Reliance grew at a fast pace. Within four or five years of starting production, the number of warp knitting machines rose to about 20 in addition to a dozen warping machines. One German Muller raising machine was installed to give the fabric a buff effect weight, and make it smooth and soft to touch. Nine texturising machines, two circular knitting machines, four weaving looms and one screen printing machine were added just within a year. By 1972-73, the number of weaving looms rose to 154 even as ever new knitting machines kept being added to the old ones. That year started an in-house design center, the best-equipped and the largest in India.
In 1975, a World Bank team visited 24 leading textile mills in India. The team estimated the Reliance mill to be the best in the country. "Judged in relation to developed country standards," said the team in its report to the Bank, "Only one mill, Reliance, could be described as excellent." A year letter, in 1976 started a major overhaul, upgradation and expansion of all plant operations.

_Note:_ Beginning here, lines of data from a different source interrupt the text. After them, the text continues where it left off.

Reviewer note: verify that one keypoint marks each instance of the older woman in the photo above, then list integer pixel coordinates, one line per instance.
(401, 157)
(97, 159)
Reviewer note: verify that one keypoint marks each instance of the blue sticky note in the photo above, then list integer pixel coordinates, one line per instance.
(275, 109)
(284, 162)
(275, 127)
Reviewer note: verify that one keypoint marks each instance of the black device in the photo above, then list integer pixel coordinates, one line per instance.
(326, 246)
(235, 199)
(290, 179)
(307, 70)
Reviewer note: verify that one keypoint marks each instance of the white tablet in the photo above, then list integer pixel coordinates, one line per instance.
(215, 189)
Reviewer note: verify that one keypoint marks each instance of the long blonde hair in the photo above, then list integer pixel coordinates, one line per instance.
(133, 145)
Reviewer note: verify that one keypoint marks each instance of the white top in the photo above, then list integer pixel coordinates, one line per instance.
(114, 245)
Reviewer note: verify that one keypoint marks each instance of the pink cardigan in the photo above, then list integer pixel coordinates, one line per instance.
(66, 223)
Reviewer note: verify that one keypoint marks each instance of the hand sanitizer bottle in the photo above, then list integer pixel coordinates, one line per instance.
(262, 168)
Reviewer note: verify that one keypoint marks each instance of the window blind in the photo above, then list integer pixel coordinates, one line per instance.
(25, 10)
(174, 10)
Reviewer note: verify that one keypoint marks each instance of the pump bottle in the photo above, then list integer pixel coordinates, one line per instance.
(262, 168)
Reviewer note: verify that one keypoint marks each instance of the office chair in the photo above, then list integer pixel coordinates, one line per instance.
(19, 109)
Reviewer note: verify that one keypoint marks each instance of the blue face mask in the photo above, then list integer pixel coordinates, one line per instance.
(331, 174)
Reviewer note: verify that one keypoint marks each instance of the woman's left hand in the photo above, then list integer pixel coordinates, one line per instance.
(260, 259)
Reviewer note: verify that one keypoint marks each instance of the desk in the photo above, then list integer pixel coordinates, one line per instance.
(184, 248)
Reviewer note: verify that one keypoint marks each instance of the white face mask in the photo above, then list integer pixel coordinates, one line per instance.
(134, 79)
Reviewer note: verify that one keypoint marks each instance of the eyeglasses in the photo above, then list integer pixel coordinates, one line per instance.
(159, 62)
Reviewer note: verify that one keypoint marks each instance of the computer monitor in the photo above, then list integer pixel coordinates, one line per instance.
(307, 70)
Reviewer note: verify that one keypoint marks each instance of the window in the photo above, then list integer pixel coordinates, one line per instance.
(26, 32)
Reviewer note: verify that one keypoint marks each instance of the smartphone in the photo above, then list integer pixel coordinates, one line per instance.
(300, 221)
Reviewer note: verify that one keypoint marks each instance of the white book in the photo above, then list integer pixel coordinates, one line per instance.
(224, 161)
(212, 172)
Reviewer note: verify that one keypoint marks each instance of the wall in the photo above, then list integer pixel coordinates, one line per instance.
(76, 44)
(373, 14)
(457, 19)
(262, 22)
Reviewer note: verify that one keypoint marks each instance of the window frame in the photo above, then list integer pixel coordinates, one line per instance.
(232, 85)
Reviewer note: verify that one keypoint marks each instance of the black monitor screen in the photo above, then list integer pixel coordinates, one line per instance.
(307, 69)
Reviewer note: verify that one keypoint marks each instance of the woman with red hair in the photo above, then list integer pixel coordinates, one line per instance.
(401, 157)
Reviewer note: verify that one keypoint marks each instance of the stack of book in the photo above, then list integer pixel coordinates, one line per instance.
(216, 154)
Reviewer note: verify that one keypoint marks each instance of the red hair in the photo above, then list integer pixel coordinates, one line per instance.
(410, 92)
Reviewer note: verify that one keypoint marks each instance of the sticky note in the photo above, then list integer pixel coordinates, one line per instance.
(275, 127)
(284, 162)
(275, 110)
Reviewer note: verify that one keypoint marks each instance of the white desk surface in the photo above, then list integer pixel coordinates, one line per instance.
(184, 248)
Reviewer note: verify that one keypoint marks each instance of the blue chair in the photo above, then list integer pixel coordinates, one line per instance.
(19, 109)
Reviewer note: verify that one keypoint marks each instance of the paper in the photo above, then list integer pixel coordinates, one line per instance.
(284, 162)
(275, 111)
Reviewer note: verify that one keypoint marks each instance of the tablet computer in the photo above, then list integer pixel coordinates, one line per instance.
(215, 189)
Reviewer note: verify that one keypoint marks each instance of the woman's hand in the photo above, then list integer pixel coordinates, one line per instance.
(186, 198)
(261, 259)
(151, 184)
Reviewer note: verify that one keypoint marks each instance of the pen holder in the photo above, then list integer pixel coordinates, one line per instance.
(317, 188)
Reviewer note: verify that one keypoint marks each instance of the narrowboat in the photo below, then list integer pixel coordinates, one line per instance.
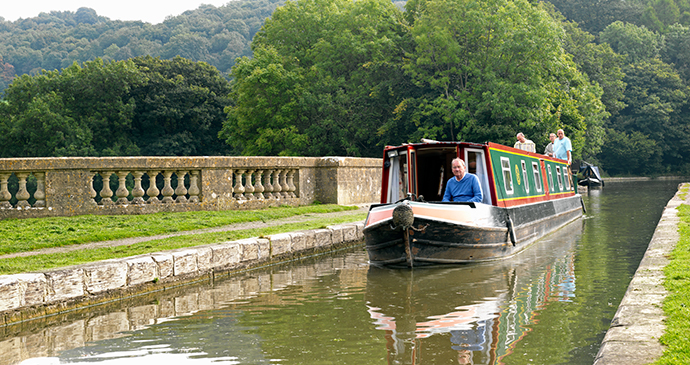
(525, 197)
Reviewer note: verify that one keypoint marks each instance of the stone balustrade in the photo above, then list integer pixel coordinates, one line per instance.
(41, 187)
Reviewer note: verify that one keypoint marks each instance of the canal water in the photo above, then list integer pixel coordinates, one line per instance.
(551, 304)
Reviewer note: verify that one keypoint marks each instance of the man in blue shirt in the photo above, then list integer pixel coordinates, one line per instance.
(562, 148)
(463, 187)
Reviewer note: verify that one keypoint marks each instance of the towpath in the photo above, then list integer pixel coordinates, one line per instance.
(633, 337)
(231, 227)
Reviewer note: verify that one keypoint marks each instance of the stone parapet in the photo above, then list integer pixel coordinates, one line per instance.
(32, 295)
(67, 186)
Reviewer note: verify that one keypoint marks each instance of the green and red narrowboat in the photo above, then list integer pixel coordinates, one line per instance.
(525, 197)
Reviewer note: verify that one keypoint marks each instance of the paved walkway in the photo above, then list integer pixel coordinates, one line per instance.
(639, 322)
(232, 227)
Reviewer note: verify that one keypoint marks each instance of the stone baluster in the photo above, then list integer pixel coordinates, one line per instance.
(181, 190)
(153, 191)
(106, 193)
(291, 184)
(23, 194)
(92, 192)
(122, 193)
(138, 191)
(40, 194)
(239, 188)
(5, 194)
(193, 187)
(248, 186)
(276, 184)
(283, 184)
(167, 188)
(268, 187)
(258, 187)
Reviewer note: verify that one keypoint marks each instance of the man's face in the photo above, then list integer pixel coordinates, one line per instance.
(458, 170)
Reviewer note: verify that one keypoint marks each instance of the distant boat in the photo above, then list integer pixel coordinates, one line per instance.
(526, 196)
(589, 175)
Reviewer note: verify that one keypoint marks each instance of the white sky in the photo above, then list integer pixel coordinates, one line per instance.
(152, 11)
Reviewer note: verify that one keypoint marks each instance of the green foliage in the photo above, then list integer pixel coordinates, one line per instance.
(55, 40)
(657, 108)
(180, 109)
(489, 69)
(637, 43)
(324, 76)
(630, 153)
(594, 16)
(112, 108)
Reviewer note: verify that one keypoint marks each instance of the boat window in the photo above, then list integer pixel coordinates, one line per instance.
(507, 177)
(397, 178)
(565, 177)
(524, 175)
(476, 165)
(537, 176)
(559, 177)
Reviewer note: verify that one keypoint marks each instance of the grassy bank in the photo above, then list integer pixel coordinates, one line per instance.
(33, 234)
(677, 304)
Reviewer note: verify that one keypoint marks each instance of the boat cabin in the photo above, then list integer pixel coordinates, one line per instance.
(507, 176)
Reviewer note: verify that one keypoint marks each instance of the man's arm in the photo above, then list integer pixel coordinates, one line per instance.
(447, 195)
(476, 190)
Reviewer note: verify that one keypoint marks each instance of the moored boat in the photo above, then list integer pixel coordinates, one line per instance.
(525, 196)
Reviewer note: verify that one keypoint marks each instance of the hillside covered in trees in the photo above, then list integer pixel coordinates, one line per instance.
(335, 77)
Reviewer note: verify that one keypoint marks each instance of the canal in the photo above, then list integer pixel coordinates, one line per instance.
(551, 304)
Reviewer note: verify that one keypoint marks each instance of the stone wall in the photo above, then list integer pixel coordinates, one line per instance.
(49, 336)
(42, 187)
(30, 296)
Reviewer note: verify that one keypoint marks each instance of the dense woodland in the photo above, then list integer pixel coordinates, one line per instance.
(336, 77)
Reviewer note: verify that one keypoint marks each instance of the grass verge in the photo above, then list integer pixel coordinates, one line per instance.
(677, 304)
(51, 261)
(23, 235)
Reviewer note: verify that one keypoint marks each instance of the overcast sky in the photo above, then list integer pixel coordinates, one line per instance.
(152, 11)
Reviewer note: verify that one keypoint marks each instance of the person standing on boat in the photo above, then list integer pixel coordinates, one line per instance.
(549, 147)
(463, 186)
(562, 148)
(524, 143)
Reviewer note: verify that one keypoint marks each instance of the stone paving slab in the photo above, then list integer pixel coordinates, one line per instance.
(633, 337)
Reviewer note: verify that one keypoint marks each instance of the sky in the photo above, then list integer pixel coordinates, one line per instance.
(151, 11)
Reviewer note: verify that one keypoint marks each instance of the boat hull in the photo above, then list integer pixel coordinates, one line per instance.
(462, 233)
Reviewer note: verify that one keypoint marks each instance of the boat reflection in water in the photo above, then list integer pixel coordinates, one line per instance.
(472, 314)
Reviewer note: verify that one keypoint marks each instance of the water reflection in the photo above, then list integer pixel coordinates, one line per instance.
(470, 314)
(551, 304)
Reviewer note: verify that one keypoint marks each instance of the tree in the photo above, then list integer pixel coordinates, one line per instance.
(636, 42)
(179, 109)
(326, 74)
(83, 110)
(493, 68)
(595, 16)
(657, 108)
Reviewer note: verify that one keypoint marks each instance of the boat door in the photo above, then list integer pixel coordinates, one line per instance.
(398, 184)
(475, 159)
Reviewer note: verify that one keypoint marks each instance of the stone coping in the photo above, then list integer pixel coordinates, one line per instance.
(154, 162)
(633, 337)
(30, 296)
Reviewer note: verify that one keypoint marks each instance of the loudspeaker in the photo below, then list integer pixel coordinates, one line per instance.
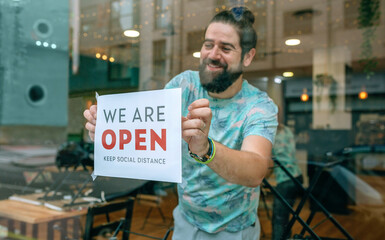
(34, 62)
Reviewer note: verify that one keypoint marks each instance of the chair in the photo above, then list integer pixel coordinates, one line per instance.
(110, 225)
(152, 201)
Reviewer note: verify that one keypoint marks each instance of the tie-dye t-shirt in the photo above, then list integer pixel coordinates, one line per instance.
(284, 151)
(207, 200)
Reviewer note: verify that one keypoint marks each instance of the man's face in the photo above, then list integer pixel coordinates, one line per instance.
(220, 62)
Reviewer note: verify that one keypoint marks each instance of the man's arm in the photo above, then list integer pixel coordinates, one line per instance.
(246, 167)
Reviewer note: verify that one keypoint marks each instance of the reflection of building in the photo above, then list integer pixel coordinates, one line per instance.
(171, 31)
(33, 71)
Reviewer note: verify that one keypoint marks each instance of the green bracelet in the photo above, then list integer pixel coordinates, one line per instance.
(208, 157)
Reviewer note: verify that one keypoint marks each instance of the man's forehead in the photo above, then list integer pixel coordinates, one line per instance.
(222, 32)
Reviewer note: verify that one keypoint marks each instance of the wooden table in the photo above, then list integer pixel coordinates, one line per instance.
(35, 215)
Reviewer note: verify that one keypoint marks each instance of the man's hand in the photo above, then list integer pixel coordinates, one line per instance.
(90, 115)
(196, 126)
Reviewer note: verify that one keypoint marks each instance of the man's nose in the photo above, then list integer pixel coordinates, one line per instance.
(215, 53)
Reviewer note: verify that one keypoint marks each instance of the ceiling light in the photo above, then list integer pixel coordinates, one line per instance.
(197, 54)
(288, 74)
(363, 95)
(131, 33)
(292, 42)
(277, 80)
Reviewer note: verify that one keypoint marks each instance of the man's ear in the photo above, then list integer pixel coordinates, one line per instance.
(248, 58)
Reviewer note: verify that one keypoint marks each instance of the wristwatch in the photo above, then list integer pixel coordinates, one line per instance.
(208, 157)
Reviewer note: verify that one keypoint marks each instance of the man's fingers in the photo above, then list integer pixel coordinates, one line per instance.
(200, 103)
(204, 113)
(93, 110)
(194, 124)
(89, 116)
(90, 127)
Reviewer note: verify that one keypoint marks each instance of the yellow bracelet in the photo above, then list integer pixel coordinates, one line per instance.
(208, 157)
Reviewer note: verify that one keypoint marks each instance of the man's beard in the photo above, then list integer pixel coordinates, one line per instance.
(217, 82)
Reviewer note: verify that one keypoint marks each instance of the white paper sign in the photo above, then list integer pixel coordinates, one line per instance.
(138, 135)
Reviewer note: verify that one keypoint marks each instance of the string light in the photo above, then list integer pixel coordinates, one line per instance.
(288, 74)
(304, 95)
(363, 94)
(292, 42)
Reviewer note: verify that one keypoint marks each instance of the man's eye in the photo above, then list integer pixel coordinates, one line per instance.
(208, 45)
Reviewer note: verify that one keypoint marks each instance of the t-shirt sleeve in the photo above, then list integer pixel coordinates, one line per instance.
(262, 120)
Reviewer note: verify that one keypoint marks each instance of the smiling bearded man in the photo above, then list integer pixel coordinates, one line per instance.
(218, 82)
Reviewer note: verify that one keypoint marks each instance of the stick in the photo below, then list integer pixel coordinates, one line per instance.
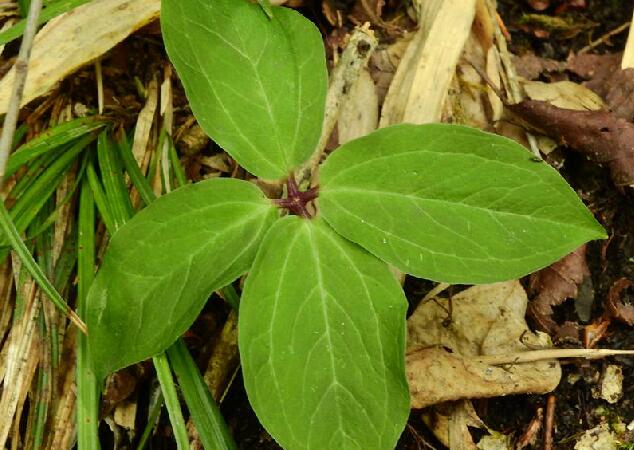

Yet again, in 1980 the mill was expanded, renewed and renovated with installation of 148 Sulzer weaving machines, 16 Sourer weaving machines, a large men's wear processing house, 16 Scragg texturising machines (the first POY texturising machines in India), and a large worsted spinning Sulzer processing plant. Then, in 1983, Dhirubhai's second son, Anil Ambani, returned home after completing his MBA from the Wharton School, Pennsylvania, USA.
He joined Reliance as co-chief executive officer at Naroda just when yet another major expansion plan was in the final stages. He got involved in the new initiative from his very first day at Naroda, though the main task Dhirubhai had assigned to him at that time was marketing. Then, between 1984 and 1996, the entire face of the Naroda mill changed with installation of 280 totally computerized water jet looms, 72 Sulzer looms, 24 motif designing Jacquard looms, 48 Dornier looms, and numerous other buffing, raising, piling machines were installed. Naroda also had the first, most modern effluent treatment plant of the country as also a captive mw power plant.
Naroda now became the grandest composite mill in the country where spinning, texturising, dyeing, heat setting, designing, printing, knitting, weaving, that is, everything for converting raw yarn into finished bales of fabric ready for the retail shops was done at one site. And, Reliance was now making not only saris and suiting but also all sorts of highest quality material ranging from camel wool suits to world class furnishing fabrics.